Was alles neues von oben gekommen ist, bemerke ich bei dieser Reise nach Istanbul vor allem an enorm vieler neuer Bautätigkeit und an den vielen neuen Kameras auf dem Taksimplatz. Auch die Inflation ist wieder weiter vorangeschritten, für einen Euro bekam ich bei meiner letzten Reise im Februar noch 32 Lira, jetzt sind es schon fast 38 Lira und ein Ende ist nicht abzusehen.

Straßenhunde sehe ich in Istanbul eigentlich nur noch selten. Die paar friedlichen alten und meist sehr dicken Gesellen, die ich von meinen letzten Besuchen kannte, liegen nicht mehr auf ihren Stammplätzen. Sind sie alle schon eingefangen worden? Sevgi sagt nein, aber mir fällt schon auf, dass es weniger Hunde und dass es auch weniger Katzen sind als in den letzten Jahren, und das, obwohl Katzen doch bei den islamischen Menschen einen sehr viel besseren Ruf haben als Hunde.

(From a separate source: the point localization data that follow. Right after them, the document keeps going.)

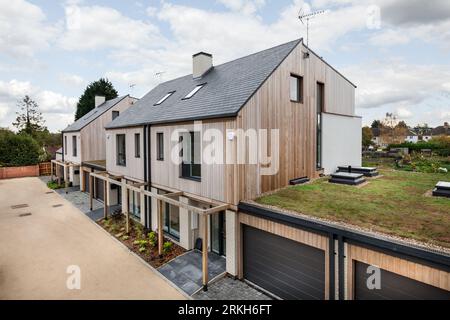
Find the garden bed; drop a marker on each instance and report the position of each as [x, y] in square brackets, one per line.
[140, 242]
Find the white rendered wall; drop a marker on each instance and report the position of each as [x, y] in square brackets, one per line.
[341, 141]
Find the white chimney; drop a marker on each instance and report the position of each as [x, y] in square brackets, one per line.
[99, 100]
[201, 63]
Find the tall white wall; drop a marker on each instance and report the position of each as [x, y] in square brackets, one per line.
[341, 141]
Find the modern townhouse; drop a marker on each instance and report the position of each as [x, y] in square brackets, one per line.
[84, 145]
[194, 147]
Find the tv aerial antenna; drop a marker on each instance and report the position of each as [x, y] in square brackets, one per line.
[302, 16]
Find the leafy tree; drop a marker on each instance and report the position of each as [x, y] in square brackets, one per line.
[29, 119]
[366, 137]
[18, 150]
[86, 103]
[376, 124]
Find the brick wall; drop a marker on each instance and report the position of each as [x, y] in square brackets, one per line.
[17, 172]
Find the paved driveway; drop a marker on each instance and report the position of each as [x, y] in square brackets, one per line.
[36, 249]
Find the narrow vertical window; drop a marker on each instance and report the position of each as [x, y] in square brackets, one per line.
[160, 145]
[74, 146]
[115, 114]
[137, 145]
[320, 102]
[296, 88]
[120, 150]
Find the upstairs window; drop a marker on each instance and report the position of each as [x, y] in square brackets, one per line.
[74, 146]
[160, 146]
[164, 98]
[115, 114]
[137, 145]
[194, 91]
[120, 150]
[296, 83]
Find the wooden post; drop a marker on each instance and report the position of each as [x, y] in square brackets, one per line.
[91, 191]
[142, 203]
[159, 204]
[205, 254]
[66, 178]
[106, 202]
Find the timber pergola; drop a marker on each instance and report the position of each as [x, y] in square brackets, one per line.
[65, 165]
[169, 198]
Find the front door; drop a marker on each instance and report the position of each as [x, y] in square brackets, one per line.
[218, 234]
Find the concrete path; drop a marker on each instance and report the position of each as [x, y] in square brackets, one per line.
[186, 270]
[37, 249]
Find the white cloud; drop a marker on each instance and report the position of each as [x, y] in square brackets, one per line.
[58, 110]
[71, 79]
[23, 28]
[97, 27]
[243, 6]
[403, 113]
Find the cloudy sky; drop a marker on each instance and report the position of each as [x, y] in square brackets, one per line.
[396, 51]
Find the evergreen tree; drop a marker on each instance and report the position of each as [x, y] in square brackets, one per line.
[29, 119]
[86, 103]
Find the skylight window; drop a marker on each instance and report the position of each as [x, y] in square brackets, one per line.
[164, 98]
[194, 91]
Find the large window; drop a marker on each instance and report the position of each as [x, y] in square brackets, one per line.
[159, 146]
[120, 150]
[191, 155]
[296, 83]
[320, 92]
[171, 217]
[115, 114]
[74, 146]
[137, 145]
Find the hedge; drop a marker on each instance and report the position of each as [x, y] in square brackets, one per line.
[18, 150]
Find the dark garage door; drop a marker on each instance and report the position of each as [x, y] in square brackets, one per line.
[99, 189]
[394, 287]
[284, 267]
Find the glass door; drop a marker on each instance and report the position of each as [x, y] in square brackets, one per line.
[218, 234]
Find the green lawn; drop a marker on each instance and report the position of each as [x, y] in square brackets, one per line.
[393, 204]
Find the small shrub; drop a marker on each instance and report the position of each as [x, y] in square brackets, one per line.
[167, 246]
[153, 239]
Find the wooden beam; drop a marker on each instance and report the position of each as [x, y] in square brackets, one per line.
[106, 200]
[160, 227]
[205, 254]
[91, 190]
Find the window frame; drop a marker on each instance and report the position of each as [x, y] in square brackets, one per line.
[160, 146]
[164, 98]
[118, 162]
[74, 146]
[115, 112]
[137, 145]
[194, 91]
[299, 87]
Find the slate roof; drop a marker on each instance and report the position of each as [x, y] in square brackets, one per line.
[227, 88]
[93, 114]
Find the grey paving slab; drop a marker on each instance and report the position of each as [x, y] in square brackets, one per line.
[227, 288]
[185, 271]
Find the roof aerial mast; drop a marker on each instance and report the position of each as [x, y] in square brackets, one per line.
[307, 16]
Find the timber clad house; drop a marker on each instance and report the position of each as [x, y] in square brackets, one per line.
[84, 149]
[157, 167]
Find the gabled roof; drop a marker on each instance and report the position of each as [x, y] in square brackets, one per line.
[93, 114]
[227, 88]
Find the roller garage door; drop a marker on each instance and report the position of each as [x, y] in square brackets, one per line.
[394, 287]
[284, 267]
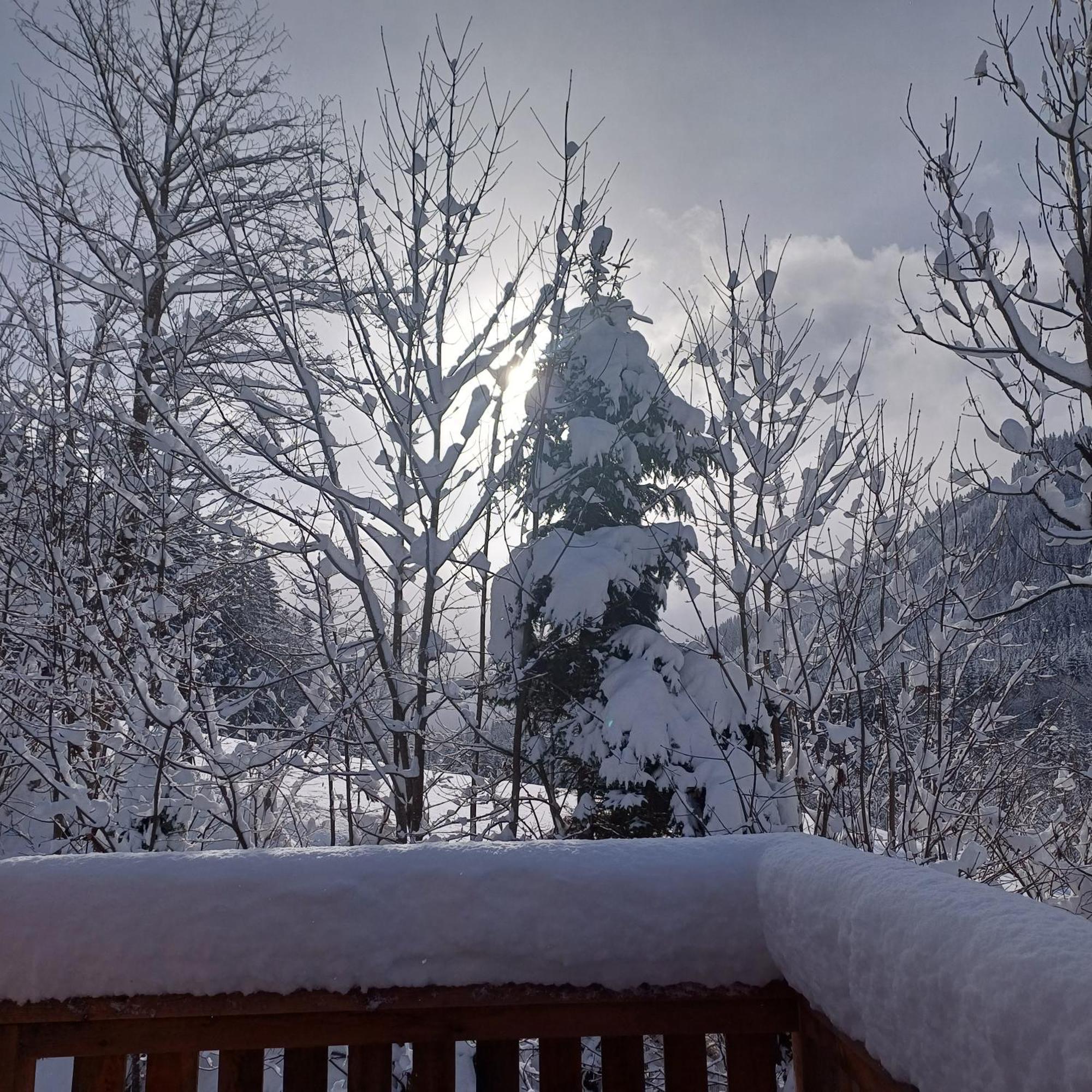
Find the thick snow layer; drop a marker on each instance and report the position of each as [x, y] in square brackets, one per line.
[551, 913]
[951, 984]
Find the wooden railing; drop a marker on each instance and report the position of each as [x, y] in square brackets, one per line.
[750, 1029]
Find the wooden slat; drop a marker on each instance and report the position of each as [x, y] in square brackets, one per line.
[815, 1071]
[305, 1070]
[623, 1064]
[686, 1065]
[826, 1061]
[172, 1073]
[560, 1065]
[751, 1063]
[17, 1071]
[370, 1067]
[241, 1071]
[497, 1065]
[434, 1066]
[100, 1075]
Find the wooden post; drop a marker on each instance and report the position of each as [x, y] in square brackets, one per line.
[305, 1069]
[751, 1063]
[17, 1071]
[241, 1071]
[370, 1067]
[105, 1074]
[623, 1064]
[434, 1066]
[497, 1065]
[686, 1065]
[172, 1073]
[560, 1065]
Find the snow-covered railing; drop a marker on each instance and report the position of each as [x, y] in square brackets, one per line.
[867, 963]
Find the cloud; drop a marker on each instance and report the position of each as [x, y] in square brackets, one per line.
[852, 298]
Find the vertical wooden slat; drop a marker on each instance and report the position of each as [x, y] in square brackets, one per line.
[370, 1069]
[623, 1064]
[816, 1070]
[241, 1071]
[305, 1070]
[751, 1063]
[434, 1066]
[560, 1065]
[100, 1075]
[685, 1064]
[497, 1065]
[17, 1072]
[172, 1073]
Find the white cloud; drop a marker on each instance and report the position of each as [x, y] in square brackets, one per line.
[851, 296]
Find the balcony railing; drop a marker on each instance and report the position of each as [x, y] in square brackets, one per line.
[673, 966]
[661, 1038]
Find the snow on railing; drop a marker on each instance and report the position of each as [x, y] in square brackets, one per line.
[947, 983]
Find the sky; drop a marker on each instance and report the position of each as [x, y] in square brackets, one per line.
[789, 112]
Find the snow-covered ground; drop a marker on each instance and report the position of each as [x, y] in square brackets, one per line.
[948, 983]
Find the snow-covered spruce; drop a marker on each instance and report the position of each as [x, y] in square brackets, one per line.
[606, 697]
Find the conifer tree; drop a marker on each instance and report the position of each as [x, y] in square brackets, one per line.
[577, 612]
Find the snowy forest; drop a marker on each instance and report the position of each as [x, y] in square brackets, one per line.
[341, 505]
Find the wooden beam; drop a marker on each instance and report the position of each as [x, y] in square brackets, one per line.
[552, 1020]
[829, 1061]
[310, 1002]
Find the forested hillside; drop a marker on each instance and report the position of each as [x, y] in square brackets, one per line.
[341, 504]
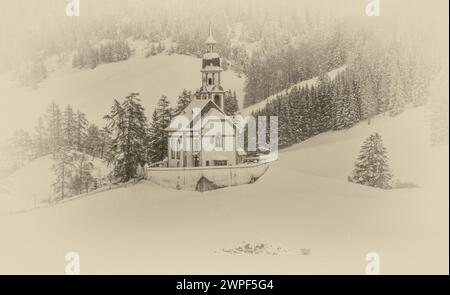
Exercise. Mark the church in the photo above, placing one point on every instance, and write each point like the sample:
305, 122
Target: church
207, 103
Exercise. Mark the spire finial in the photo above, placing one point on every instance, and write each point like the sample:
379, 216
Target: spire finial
210, 40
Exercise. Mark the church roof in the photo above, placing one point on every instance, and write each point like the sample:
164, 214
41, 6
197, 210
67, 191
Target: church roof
189, 114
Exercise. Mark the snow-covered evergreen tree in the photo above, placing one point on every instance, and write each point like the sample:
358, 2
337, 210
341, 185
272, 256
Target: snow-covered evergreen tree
62, 168
183, 100
129, 127
82, 179
80, 130
54, 127
158, 136
371, 167
231, 104
69, 127
41, 139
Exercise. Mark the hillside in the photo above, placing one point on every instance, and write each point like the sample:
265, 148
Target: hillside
92, 91
32, 184
303, 205
260, 105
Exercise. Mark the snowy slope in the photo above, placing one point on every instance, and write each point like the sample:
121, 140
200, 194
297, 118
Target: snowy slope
32, 184
93, 91
303, 204
260, 105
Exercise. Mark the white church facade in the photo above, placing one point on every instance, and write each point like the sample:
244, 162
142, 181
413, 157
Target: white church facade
206, 106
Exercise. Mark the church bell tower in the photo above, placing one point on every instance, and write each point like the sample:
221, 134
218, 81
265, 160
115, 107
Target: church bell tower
211, 71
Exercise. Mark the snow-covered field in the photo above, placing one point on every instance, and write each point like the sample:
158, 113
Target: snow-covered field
311, 82
303, 207
93, 91
32, 184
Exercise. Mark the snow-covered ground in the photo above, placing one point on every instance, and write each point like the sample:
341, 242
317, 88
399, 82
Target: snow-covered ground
303, 207
260, 105
93, 91
32, 184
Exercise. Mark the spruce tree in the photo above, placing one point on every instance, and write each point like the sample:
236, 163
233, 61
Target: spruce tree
63, 170
54, 126
69, 127
183, 100
80, 131
129, 128
371, 167
158, 135
231, 105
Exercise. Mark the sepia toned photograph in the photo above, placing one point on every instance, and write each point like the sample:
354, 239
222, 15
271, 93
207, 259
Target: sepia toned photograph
224, 137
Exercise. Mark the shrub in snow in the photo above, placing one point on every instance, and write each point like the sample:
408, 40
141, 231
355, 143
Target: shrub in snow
371, 167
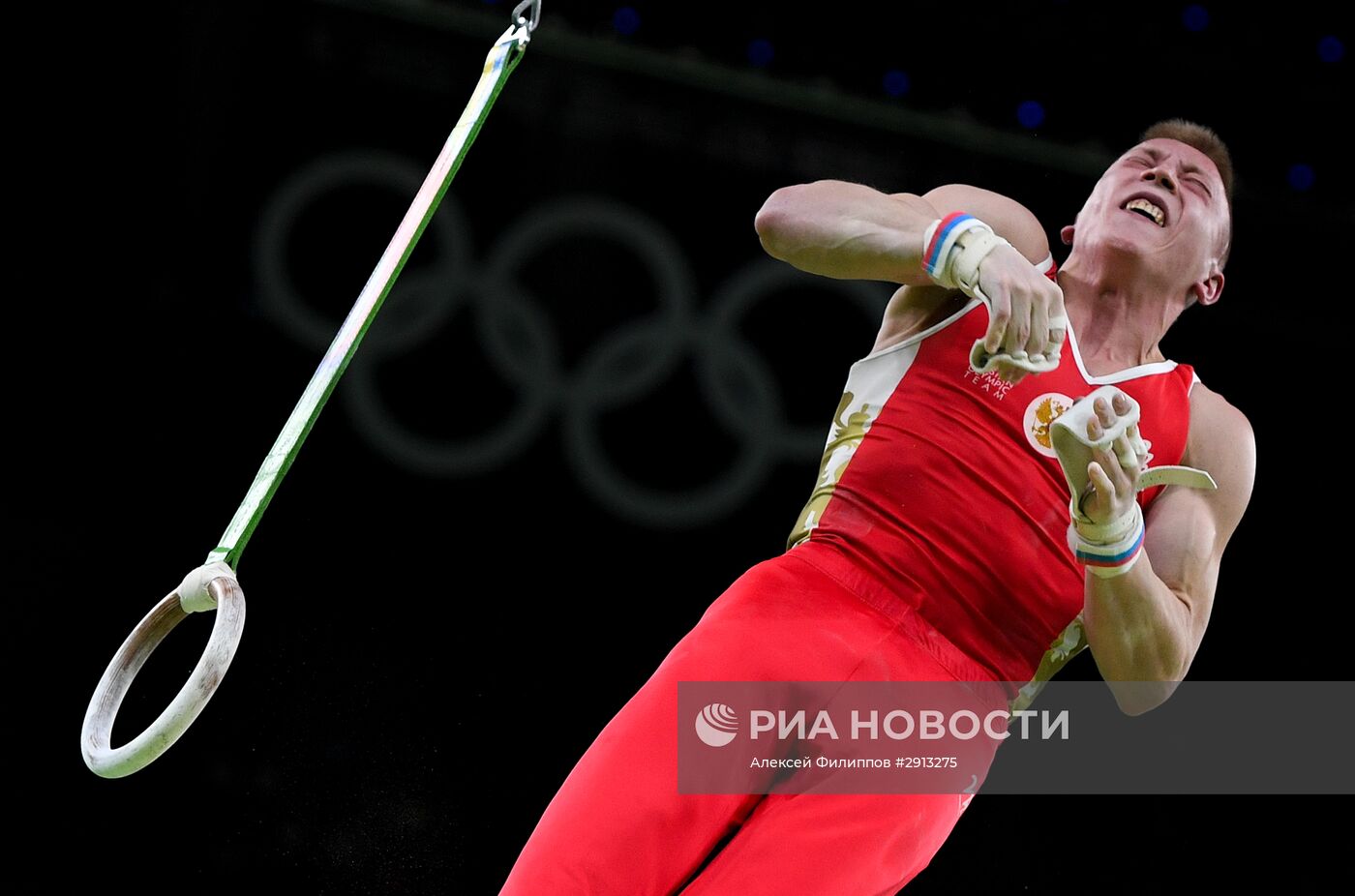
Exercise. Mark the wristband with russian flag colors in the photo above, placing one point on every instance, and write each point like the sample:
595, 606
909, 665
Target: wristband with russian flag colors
1110, 550
952, 249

Das letzte Mal, als eine Regierung versucht hat, Hunde einzufangen und zu töten, war im Jahr 1910, als Mehmet V. den Befehl gab, 80 000 Hunde einzufangen und auf die westlichste der Prinzeninseln zu bringen, Sivriada. Die Hunde verhungerten und verdursteten dort elend, ihr tagelanges Gebell und Geheule war noch im fernen Istanbul zu hören. Die Menschen in Istanbul, die wie die protestierenden Menschen heute sehr eng mit den Straßenhunden zusammen gelebt und sich für sie verantwortlich gefühlt hatten, litten sehr darunter, konnten aber den Tieren nicht helfen; sie lebten damals auch schon in einem autokratischen Regime und jede Art von Protest wurde sofort unterbunden. Wenig später zerstörte ein verheerendes Erdbeben große Teile Istanbuls und betraf insbesondere die Prinzeninseln, weshalb Sivriada, die Insel der Hunde, den Beinamen Hayirsizada (Unheilsinsel) bekam, den sie heute noch trägt.

Wir blicken auf Sivriada, die Unheilsinsel, als wir heute mit einer Fähre von Istanbul aus Richtung Burgazada fahren, der  von Istanbul aus zweiten der großen Prinzeninseln, die noch bis vor hundert Jahren Antigone hieß, der vielen Griechen wegen, die hier eigentlich schon seit immer gewohnt haben. Wir wollen dort, fern der lauten Metropole, ein paar Tage verbringen. Und etwas ruhiger ist es alleine schon deshalb, weil dort keine Autos fahren, was einem glücklichen Erlass Atatürks zu verdanken ist. Wendet man das Gesicht der grünen Insel zu, meint man auch, in einem Idyll zu sein, voll alter manchmal zerfallener Holzhäuser, mit einer großen griechischen Kirche im Zentrum und den sacht im klaren Marmarameer schaukelnden Yachten. Aber der Blick Richtung Festland zeigt, wie nah die komplett mit Hochhäusern zugebaute Küste ist.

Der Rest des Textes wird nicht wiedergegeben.